Simón Rodríguez: "o inventamos o erramos"

 

Retrato digital del prócer venezolano Simón Rodríguez al estilo de pintura al óleo. Autor: Muago. Dominio público. Fuente: Wikimedia Commons.

Introducción

Simón Rodríguez ocupa un lugar singular en la historia intelectual de América. No fue un pedagogo convencional ni un filósofo sistemático, sino un pensador que entendió la educación como un acto de transformación social. Desde muy joven desarrolló una mirada crítica hacia las estructuras coloniales y hacia los modelos europeos que, a su juicio, no podían aplicarse mecánicamente a las realidades americanas. Su célebre sentencia —“o inventamos o erramos”— no fue una frase aislada, sino la síntesis de un proyecto continental: formar ciudadanos capaces de construir instituciones propias, libres de imitaciones estériles.

En ese marco nació su relación con Simón Bolívar. Cuando el joven caraqueño ingresó a sus clases, encontró en Rodríguez a un maestro que no se limitaba a enseñar lectura y escritura, sino que lo invitaba a pensar, a cuestionar y a observar el mundo con espíritu crítico. Rodríguez no moldeó a Bolívar desde la obediencia, sino desde la libertad intelectual. Le enseñó a leer a los clásicos, pero también a desconfiar de las verdades heredadas; lo acercó a las ideas de la Ilustración, pero siempre desde la perspectiva de un continente que debía crear su propio camino.

La influencia de Rodríguez no se reduce a anécdotas escolares. Su presencia acompañó a Bolívar en momentos decisivos de su formación, especialmente durante el viaje por Europa, donde el maestro reforzó la idea de que la libertad no era solo un acto político, sino un proceso educativo profundo.
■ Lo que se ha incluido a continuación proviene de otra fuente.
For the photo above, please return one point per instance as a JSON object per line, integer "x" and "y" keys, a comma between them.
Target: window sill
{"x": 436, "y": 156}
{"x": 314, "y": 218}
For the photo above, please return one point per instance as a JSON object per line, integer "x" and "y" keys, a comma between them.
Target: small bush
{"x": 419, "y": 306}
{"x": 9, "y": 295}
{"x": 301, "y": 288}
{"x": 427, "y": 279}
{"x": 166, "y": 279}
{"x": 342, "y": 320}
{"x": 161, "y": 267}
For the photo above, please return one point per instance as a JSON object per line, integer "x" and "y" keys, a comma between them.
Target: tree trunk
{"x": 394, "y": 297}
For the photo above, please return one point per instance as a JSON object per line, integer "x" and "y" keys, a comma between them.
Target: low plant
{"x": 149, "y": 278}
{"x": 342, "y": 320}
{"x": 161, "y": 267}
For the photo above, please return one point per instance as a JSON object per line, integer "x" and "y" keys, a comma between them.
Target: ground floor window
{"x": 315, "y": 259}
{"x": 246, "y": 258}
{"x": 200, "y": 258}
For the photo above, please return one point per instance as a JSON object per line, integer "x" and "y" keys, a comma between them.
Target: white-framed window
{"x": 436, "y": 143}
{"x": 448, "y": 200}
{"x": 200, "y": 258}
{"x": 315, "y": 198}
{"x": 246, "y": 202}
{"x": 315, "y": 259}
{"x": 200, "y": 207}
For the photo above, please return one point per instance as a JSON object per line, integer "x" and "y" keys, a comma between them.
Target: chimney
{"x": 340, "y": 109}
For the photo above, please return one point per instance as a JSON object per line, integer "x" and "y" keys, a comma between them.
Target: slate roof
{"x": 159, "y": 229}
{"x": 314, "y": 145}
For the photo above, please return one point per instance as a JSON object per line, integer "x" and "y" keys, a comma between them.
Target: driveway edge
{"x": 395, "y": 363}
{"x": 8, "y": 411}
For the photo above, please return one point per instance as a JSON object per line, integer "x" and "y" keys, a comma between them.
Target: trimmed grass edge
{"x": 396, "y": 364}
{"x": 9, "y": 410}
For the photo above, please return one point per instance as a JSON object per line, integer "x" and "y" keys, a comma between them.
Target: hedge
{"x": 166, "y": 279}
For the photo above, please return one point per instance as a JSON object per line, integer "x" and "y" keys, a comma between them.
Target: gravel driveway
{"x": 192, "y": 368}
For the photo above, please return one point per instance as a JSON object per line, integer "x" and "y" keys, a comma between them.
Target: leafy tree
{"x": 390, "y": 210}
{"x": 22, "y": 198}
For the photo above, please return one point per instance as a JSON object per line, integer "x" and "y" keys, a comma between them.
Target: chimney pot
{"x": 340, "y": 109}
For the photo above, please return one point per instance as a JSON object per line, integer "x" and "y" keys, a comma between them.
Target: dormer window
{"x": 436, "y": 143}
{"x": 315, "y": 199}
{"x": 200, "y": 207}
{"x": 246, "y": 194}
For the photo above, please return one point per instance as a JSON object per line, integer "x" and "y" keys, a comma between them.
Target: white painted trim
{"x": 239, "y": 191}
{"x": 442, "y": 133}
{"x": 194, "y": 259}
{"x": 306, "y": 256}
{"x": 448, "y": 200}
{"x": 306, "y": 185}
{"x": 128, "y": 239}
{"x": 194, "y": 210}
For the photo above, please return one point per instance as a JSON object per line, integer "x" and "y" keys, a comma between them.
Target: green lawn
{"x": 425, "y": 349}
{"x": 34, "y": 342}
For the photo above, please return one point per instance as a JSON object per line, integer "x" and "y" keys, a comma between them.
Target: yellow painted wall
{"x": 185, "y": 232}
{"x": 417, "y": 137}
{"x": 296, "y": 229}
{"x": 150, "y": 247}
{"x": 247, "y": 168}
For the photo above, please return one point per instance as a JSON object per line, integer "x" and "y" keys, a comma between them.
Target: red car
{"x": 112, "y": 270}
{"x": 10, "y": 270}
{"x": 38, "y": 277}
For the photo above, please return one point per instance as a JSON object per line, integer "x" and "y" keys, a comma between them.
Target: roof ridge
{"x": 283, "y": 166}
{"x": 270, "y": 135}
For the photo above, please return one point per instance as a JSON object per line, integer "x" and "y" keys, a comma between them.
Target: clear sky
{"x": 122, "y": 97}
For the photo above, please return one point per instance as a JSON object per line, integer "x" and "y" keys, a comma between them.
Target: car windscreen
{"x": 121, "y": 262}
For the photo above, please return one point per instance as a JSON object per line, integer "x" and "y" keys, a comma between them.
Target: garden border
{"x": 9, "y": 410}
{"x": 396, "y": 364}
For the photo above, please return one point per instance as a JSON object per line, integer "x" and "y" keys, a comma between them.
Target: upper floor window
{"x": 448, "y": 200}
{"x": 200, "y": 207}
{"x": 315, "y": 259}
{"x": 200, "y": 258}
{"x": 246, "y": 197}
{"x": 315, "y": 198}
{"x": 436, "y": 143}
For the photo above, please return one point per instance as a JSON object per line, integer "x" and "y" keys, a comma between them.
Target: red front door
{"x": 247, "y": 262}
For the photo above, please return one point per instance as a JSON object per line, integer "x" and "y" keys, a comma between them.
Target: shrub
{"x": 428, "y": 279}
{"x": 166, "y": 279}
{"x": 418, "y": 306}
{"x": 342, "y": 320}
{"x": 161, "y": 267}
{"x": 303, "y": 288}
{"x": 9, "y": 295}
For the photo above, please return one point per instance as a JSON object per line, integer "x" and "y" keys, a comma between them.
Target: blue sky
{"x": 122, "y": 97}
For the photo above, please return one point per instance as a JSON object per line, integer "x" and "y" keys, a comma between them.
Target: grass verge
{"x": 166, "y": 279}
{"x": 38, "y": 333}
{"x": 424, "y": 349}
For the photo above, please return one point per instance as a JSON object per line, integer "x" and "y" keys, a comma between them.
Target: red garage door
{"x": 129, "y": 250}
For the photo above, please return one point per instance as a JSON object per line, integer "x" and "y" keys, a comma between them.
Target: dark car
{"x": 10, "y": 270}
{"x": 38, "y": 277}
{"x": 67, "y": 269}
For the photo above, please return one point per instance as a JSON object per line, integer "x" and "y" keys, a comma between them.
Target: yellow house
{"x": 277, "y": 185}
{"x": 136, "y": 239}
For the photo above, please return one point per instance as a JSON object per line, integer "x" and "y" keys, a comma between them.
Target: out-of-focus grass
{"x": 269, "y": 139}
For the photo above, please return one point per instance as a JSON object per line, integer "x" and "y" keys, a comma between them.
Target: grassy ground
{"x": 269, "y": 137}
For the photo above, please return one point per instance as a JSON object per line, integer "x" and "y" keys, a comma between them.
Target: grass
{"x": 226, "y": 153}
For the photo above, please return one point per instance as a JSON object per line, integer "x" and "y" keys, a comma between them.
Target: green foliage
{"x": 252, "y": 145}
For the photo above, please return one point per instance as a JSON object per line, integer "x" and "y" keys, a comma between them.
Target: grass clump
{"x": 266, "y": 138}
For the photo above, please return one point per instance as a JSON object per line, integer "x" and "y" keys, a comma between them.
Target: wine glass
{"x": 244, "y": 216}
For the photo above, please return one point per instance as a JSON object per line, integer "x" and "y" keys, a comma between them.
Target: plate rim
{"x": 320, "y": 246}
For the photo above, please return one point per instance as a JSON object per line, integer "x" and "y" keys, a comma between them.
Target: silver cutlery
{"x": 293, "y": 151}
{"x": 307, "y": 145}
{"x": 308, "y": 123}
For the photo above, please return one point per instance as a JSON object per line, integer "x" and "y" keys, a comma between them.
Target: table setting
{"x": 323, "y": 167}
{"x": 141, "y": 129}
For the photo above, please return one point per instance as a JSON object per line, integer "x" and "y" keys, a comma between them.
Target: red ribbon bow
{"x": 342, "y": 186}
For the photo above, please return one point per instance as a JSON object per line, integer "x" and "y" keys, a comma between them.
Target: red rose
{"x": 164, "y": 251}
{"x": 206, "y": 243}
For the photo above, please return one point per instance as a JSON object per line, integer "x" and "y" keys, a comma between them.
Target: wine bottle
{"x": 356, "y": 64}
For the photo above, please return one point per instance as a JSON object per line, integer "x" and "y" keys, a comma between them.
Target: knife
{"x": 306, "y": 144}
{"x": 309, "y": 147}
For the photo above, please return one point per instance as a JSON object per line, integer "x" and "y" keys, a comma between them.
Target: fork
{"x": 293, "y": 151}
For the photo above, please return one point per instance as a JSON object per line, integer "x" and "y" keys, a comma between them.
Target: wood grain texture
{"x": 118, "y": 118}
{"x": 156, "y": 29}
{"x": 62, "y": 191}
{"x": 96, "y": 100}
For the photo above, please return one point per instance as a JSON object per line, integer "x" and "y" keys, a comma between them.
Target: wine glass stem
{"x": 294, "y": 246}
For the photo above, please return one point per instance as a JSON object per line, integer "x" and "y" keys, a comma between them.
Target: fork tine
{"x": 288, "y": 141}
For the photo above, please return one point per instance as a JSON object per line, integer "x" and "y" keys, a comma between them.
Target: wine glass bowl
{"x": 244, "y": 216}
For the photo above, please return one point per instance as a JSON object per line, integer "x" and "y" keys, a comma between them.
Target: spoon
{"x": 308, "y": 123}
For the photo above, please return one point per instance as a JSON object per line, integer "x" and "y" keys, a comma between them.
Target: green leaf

Ese vínculo, construido sobre la conversación, la lectura y la reflexión, dejó en el futuro Libertador una convicción que lo acompañaría toda su vida: América debía emanciparse no solo del dominio español, sino también de los modelos que no respondían a su realidad.

Por eso, estudiar a Simón Rodríguez es comprender una raíz esencial del pensamiento bolivariano y, al mismo tiempo, una de las propuestas pedagógicas más audaces del siglo XIX. Su vida y su obra siguen siendo un llamado a la creatividad política y a la responsabilidad educativa en la construcción de nuestras repúblicas.

Primeros años (1769–1790)

Simón Rodríguez nació en Caracas el 28/10/1769, en una sociedad marcada por jerarquías coloniales rígidas y profundas desigualdades sociales. Su infancia transcurrió en un entorno donde la educación formal era limitada y reservada para pocos, pero desde temprano mostró una curiosidad intelectual que lo llevó a observar con atención el funcionamiento de la vida urbana, las tensiones sociales y las contradicciones del orden colonial. Esa sensibilidad inicial sería el germen de su pensamiento crítico posterior.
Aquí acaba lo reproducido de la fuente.